CyberSource also reports that merchants are adding anti-fraud tools to their e-commerce systems, with the average number of tools employed by merchants this year at 5.4 vs. 4.8 the year before. 53% of merchants surveyed used five or more fraud detection tools. The largest merchants used an average of eight. Such advanced fraud screening techniques include velocity monitoring, which detects suspicious purchase patterns, and IP geolocation, which can help pinpoint the geographical origination point of an order on the Internet.

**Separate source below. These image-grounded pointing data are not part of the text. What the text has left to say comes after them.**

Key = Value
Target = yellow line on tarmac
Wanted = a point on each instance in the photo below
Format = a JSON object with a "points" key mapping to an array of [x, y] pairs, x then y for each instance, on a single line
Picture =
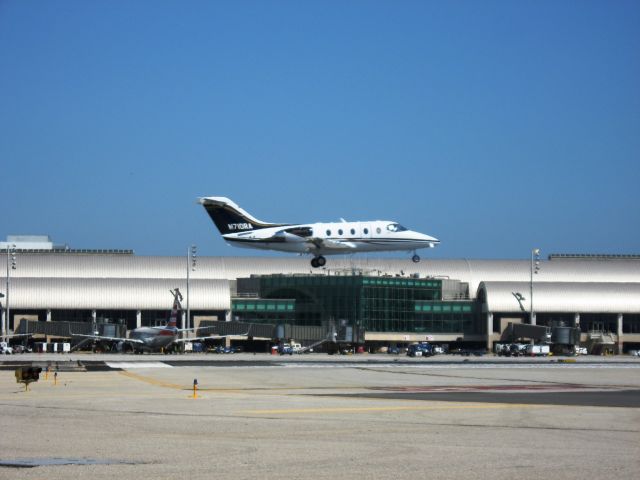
{"points": [[386, 409]]}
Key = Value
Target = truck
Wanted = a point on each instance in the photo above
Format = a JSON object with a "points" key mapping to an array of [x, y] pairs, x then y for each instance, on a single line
{"points": [[423, 349], [537, 350]]}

CyberSource also reports that the transaction chargeback figures from the card companies understate the extent of merchants’ fraud losses. CyberSource asks merchants in the survey to estimate the percent of orders they accept that later turn out to be fraudulent, including orders consumers charged back through the banking system as well as any direct credits or reversals they issue. According to merchants in 2007, formal fraud chargebacks represent only about 44% of the fraud they experience. 56% were handled by merchants through reversals or credits to the consumer.